In 1999, the Institute of Medicine released its groundbreaking report, ‘To Err is Human,’ which shook the healthcare industry to its core. The report found that as many as 100,000 lives were unnecessarily lost each year due to preventable medical errors. Flash forward to today and that number has grown to an estimated 200,000 deaths each year in the U.S. and 4.8 million worldwide. Since we know there are proven processes to reduce, if not eliminate, these deaths, why have deaths continued to climb?

A big part of the problem is the difficulty organisations have with change. Changing from a culture of denial, blame and risk aversion to a just culture of safety that embraces transparency, open communication, trust and compassion can be diffiult, but necessary if we’re to improve patient care. And it takes commitment from top-level management and the board.

In 2012, we started the Patient Safety Movement Foundation with the mission to eliminate preventable hospital deaths.

From the beginning, our goals were to:

  • Unify the healthcare ecosystem (hospitals, healthcare technology companies, government agencies, policymakers, patient advocates, clinicians, engineers, payers, etc).
  • Identify the process errors that are harming and killing patients, and develop solutions that are shared freely.
  • Get hospitals to implement solutions and processes, like our Actionable Patient Safety Solutions (APSS), that save lives.
  • Ask healthcare technology companies to openly share the data they collect.
  • Promote transparency, honesty and open communication, within our organisations, and with patients and families.
  • Treat patients with dignity and compassion.
  • Educate providers, future health professionals, patients and families about patient safety.

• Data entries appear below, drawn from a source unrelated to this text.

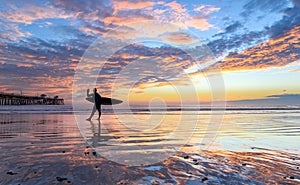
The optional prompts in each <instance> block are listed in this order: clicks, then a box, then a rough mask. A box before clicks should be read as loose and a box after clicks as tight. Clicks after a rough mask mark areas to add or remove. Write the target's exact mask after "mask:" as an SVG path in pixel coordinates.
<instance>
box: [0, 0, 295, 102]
mask: <svg viewBox="0 0 300 185" xmlns="http://www.w3.org/2000/svg"><path fill="white" fill-rule="evenodd" d="M0 8H1V11H0V21H1V25H0V78H1V81H0V92H11V93H20V91H21V90H22V92H23V94H26V95H35V94H42V93H45V94H47V95H49V96H54V95H59V96H61V97H63V98H65V99H66V101H67V102H70V101H71V98H72V84H73V79H74V74H75V73H76V68H77V66H78V64H79V63H80V62H81V61H82V57H83V56H84V53H85V51H86V50H87V49H88V47H89V46H90V45H91V44H92V43H93V42H94V41H95V40H97V39H98V40H99V39H100V40H101V39H104V38H106V37H107V35H109V34H110V36H111V35H112V33H114V34H116V35H118V34H119V35H120V33H121V31H124V30H127V32H126V34H125V35H126V37H131V36H130V35H129V34H131V35H134V36H136V35H135V33H136V30H137V29H138V27H137V26H136V25H144V22H147V21H159V22H162V23H164V24H165V25H168V24H170V25H175V27H177V28H180V30H181V31H178V30H175V31H174V32H170V31H169V30H167V31H164V30H162V27H159V26H158V27H157V28H156V27H155V25H154V26H152V27H151V29H153V30H159V31H161V32H160V33H159V34H157V35H159V38H160V39H161V40H160V41H162V42H169V43H173V44H174V43H175V44H179V45H180V44H184V45H189V44H193V40H194V39H195V38H197V39H201V41H202V43H203V44H204V45H205V46H207V48H209V51H210V52H211V54H212V55H213V56H214V57H215V60H216V62H215V63H213V64H211V65H210V66H207V67H206V68H204V69H203V70H204V71H205V72H203V71H202V72H199V71H198V73H195V71H194V70H195V69H194V68H195V66H194V64H193V63H190V61H191V59H190V58H189V56H186V55H185V54H184V53H180V51H179V50H176V49H170V48H168V47H165V45H163V44H162V45H159V46H158V45H157V43H155V44H151V43H150V44H149V43H146V44H145V45H144V46H143V47H141V46H139V45H134V44H133V45H129V46H127V47H125V48H123V49H122V50H120V51H118V52H116V53H114V54H113V55H111V56H110V57H109V58H108V60H107V63H106V66H103V67H104V68H103V69H104V70H103V71H102V72H101V73H102V74H100V76H99V79H98V82H97V85H98V84H101V87H103V88H102V89H100V93H101V94H104V95H109V93H110V88H108V87H110V85H111V84H108V83H111V81H109V80H108V81H106V79H110V80H111V79H112V77H113V78H115V77H116V73H115V72H116V71H117V72H118V73H120V70H119V69H123V68H125V66H126V65H129V64H130V62H132V61H134V60H143V59H146V60H148V61H147V62H148V63H147V66H135V67H137V68H139V69H142V70H141V71H142V72H144V73H145V72H146V69H147V67H148V68H151V65H149V63H150V64H151V60H150V59H149V58H152V59H153V57H154V56H155V57H156V60H160V61H164V62H165V63H166V66H165V68H167V70H165V71H164V72H163V74H162V73H156V76H154V77H153V74H152V76H151V74H149V76H145V78H143V79H138V80H137V81H136V82H135V86H134V87H135V88H133V89H132V92H130V93H133V94H132V96H130V99H131V100H133V101H134V99H135V98H136V101H142V100H143V99H144V100H146V101H147V100H149V99H151V96H155V94H160V96H164V97H166V99H168V100H170V101H177V100H178V97H177V95H176V93H172V92H171V91H174V89H172V86H177V85H178V88H180V89H185V90H183V91H182V92H183V93H186V95H188V96H189V92H190V91H189V88H190V85H191V84H188V83H187V84H185V79H182V78H180V75H178V74H179V73H180V70H179V68H180V69H181V70H182V69H183V70H184V71H187V72H188V73H189V72H191V73H190V74H189V75H190V76H189V77H191V78H192V79H191V82H192V83H193V84H194V85H195V84H196V86H195V88H196V93H198V95H199V94H200V96H201V98H203V100H209V99H210V95H209V94H210V92H209V90H208V88H207V87H206V86H207V85H205V83H204V82H203V81H205V74H204V73H210V72H211V70H210V69H213V68H219V69H220V70H221V72H222V79H223V80H224V87H225V93H226V99H227V100H247V99H264V98H266V97H270V96H273V97H274V95H276V97H277V98H278V97H279V98H280V97H281V95H282V96H286V95H291V94H294V95H297V94H300V85H299V79H300V44H299V43H300V13H299V12H300V1H299V0H240V1H235V0H232V1H229V0H211V1H203V0H199V1H187V0H177V1H144V0H125V1H123V0H111V1H109V0H101V1H85V0H74V1H64V0H53V1H44V0H36V1H34V0H28V1H17V0H7V1H6V0H1V1H0ZM130 25H135V26H130ZM120 28H121V29H120ZM168 29H169V28H168ZM128 30H130V31H128ZM182 30H185V31H184V32H183V31H182ZM122 33H123V32H122ZM186 33H193V36H191V35H189V34H186ZM155 34H156V33H153V35H152V36H154V37H156V35H155ZM139 39H140V38H139ZM142 62H143V61H142ZM148 65H149V66H148ZM94 67H95V66H94ZM165 68H164V69H165ZM177 70H178V71H177ZM196 70H197V69H196ZM124 71H125V70H124ZM124 71H123V72H124ZM172 73H174V75H175V74H176V75H175V76H176V78H174V76H172V75H171V74H172ZM124 74H126V73H125V72H124ZM124 74H123V75H124ZM145 74H146V73H145ZM101 75H102V76H101ZM131 75H132V78H134V76H138V74H135V73H131ZM172 80H173V81H172ZM120 83H121V82H120ZM170 83H172V85H170ZM98 86H100V85H98ZM90 88H92V87H90ZM158 92H159V93H158ZM169 92H170V93H169ZM174 92H175V91H174ZM277 95H278V96H277ZM191 96H192V94H191ZM295 97H297V100H299V96H295ZM190 101H193V99H190Z"/></svg>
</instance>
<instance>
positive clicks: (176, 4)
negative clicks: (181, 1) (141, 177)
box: [165, 1, 187, 13]
mask: <svg viewBox="0 0 300 185" xmlns="http://www.w3.org/2000/svg"><path fill="white" fill-rule="evenodd" d="M165 6H168V7H170V8H171V9H172V10H173V11H175V12H177V13H185V12H187V10H186V9H185V8H184V7H182V5H181V4H179V3H177V2H176V1H172V2H170V3H167V4H165Z"/></svg>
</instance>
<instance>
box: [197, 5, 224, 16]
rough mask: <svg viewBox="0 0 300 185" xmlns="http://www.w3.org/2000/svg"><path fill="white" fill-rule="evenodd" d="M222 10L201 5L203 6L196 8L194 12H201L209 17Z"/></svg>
mask: <svg viewBox="0 0 300 185" xmlns="http://www.w3.org/2000/svg"><path fill="white" fill-rule="evenodd" d="M220 9H221V8H217V7H215V6H212V5H201V6H198V7H196V8H194V11H196V12H201V14H202V15H205V16H207V15H209V14H211V13H213V12H217V11H219V10H220Z"/></svg>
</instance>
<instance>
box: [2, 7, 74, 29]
mask: <svg viewBox="0 0 300 185" xmlns="http://www.w3.org/2000/svg"><path fill="white" fill-rule="evenodd" d="M72 17H73V15H71V14H68V13H66V12H65V11H64V10H62V9H57V8H55V7H54V6H47V11H45V8H44V7H41V6H36V5H33V4H29V3H28V4H27V3H25V4H23V6H22V7H21V8H20V7H16V6H11V9H6V10H5V11H1V13H0V18H1V19H2V20H6V21H7V22H12V23H23V24H32V23H33V22H34V21H36V20H39V19H46V18H61V19H69V18H72Z"/></svg>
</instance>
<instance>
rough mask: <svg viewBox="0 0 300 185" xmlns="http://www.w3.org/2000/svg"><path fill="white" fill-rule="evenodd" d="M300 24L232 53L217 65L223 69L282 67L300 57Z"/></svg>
mask: <svg viewBox="0 0 300 185" xmlns="http://www.w3.org/2000/svg"><path fill="white" fill-rule="evenodd" d="M299 39H300V26H295V27H294V28H292V29H291V30H289V31H287V32H286V33H284V34H282V36H281V37H278V38H276V39H270V40H269V41H267V42H264V43H261V44H258V45H256V46H254V47H252V48H249V49H246V50H244V51H242V52H240V53H236V52H235V53H230V54H229V55H228V56H227V57H225V58H224V60H223V61H221V62H219V63H217V64H216V65H217V66H218V67H219V68H220V69H222V70H223V71H232V70H248V69H261V68H268V67H281V66H285V65H287V64H289V63H291V62H293V61H296V60H299V59H300V47H299V45H297V43H298V42H299Z"/></svg>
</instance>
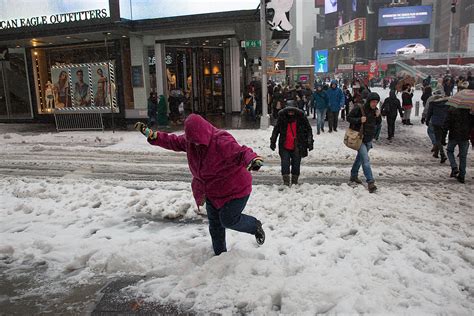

Over the last eight years, we have developed 34 free evidence-based solutions (APSS) to help keep patients safe. Nearly 5,000 hospitals have committed to reduce the number of preventable deaths to zero, and approximately 100 have implemented all of the APSS. Also, 90 medical technology companies have pledged to share the data their products are purchased for to pave the way for predictive algorithms and decision support to help clinicians eliminate preventable deaths. But there’s still work to do – we’re not at zero.

We know from experience that solutions like our APSS can reduce and eliminate preventable deaths, that compassion reduces patient harm, that transparency and embracing a Communication and Optimal Resolution (CANDOR) approach to patient safety allows us to learn from errors and that putting evidence-based processes in place can keep them from happening in the future. And we know by making zero the goal, it forces us to do root cause analysis and improve processes in pursuit of zero. We also know that involving patients and families in a team-based patient-centred care improves patient outcomes. We need all hospitals to adopt these values and solutions to begin to improve the safety of patients.

We also know, through experience, that apathy exists. But we also know that a patient safety initiative can start with just one person, one champion with the courage to take action and, through successes, create momentum and change the organisation for everyone’s benefit.

We have to take action and we have to do it now. Lives are at stake, and even one preventable death is one too many, let alone 4.8 million.

Key Points


  • More than 200,000 people die unnecessarily in U.S. hospitals.
  • Changing organisational culture is difficult but mandatory if we’re to make a difference.
  • There are evidence-based processes that have proven to save lives.
  • Honesty and transparency let us learn from errors and keep them from happening in the future.